5. The method of claim 1, wherein in step f, a recurrent neural network is used to predict the encoded value of the audio according to the acoustic features of the target, a personalized vocoder model is trained in conjunction with the output target audio, and a blurring process is used to interpolate a small amount of interference spectrum to the generated acoustic features during the training.

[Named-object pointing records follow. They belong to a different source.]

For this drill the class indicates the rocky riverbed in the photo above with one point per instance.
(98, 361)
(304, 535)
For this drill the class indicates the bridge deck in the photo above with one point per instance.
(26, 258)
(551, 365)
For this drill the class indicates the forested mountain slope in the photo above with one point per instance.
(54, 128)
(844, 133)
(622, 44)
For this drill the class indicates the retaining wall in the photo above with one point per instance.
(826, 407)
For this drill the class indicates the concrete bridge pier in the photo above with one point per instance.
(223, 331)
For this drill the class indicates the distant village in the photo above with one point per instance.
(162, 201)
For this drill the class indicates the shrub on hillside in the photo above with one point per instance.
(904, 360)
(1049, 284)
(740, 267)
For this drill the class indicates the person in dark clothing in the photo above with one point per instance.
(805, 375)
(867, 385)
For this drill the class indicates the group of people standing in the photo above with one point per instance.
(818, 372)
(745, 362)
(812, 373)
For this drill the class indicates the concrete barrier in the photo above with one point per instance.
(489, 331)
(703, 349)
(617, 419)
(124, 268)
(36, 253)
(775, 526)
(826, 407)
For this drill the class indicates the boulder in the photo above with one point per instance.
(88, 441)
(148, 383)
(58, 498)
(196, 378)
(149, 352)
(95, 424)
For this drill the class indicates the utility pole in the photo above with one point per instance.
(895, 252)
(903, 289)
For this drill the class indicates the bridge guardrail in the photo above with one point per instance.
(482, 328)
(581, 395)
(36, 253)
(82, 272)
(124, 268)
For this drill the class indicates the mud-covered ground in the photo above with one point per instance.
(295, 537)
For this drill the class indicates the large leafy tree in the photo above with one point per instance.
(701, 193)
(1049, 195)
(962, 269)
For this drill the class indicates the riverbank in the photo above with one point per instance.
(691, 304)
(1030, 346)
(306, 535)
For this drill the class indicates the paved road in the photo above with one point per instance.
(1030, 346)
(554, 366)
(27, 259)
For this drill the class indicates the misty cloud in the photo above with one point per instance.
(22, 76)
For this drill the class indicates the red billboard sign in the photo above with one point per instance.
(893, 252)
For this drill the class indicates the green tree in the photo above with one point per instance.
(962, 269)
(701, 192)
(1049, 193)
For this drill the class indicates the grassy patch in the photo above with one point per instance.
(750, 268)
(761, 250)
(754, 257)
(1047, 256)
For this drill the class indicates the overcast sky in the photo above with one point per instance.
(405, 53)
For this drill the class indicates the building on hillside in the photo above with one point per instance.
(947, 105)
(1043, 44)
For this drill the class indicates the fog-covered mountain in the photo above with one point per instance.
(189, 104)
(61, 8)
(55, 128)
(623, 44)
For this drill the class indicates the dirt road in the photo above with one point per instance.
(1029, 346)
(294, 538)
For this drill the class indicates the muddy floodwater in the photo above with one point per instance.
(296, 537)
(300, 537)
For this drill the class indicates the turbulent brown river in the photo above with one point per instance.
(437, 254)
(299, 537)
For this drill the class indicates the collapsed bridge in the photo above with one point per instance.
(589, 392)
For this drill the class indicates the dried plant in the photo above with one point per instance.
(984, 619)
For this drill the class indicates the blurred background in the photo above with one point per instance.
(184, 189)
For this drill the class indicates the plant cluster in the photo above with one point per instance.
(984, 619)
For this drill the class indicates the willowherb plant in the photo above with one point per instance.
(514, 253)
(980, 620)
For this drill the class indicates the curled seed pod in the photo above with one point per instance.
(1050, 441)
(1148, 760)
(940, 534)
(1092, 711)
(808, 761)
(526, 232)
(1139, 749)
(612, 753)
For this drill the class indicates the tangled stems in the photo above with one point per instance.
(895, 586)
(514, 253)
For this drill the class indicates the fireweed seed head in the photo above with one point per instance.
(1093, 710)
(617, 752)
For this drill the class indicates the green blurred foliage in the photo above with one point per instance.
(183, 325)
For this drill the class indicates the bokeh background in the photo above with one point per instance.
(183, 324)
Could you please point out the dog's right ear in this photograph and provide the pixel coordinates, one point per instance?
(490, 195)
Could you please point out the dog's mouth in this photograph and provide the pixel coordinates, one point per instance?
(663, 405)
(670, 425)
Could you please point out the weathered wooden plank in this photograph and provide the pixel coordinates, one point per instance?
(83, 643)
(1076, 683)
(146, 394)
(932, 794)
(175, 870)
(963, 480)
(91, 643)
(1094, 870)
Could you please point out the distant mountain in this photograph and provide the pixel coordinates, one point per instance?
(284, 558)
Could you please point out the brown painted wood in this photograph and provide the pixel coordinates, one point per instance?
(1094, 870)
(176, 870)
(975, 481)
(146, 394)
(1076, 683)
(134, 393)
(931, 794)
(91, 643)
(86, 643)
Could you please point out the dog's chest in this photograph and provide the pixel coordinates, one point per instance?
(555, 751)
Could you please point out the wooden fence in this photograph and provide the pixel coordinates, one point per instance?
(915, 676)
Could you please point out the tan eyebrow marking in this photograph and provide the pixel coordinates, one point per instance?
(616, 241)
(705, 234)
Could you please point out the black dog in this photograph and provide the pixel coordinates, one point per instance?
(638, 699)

6. An apparatus for generating personalized speech, wherein the method of any one of claims 1-5 is employed, the apparatus further comprising: the voice acquisition unit and the extraction unit are used for acquiring target sample voice and large-scale sample voice and extracting acoustic characteristics of the voice; the speaker audio feature extraction unit is used for training a voice feature extraction model and extracting a voice feature vector; an end-to-end text feature to audio feature unit for training a mixed end-to-end model from text features to acoustic features; a vocoder unit for training generation of a vocoder average model; the personalized end-to-end text feature to audio feature unit is used for training a personalized end-to-end model from the target text feature to the acoustic feature; a personalized vocoder unit for training a personalized vocoder model; and the voice synthesis unit is connected with the personalized vocoder unit and is used for realizing personalized voice.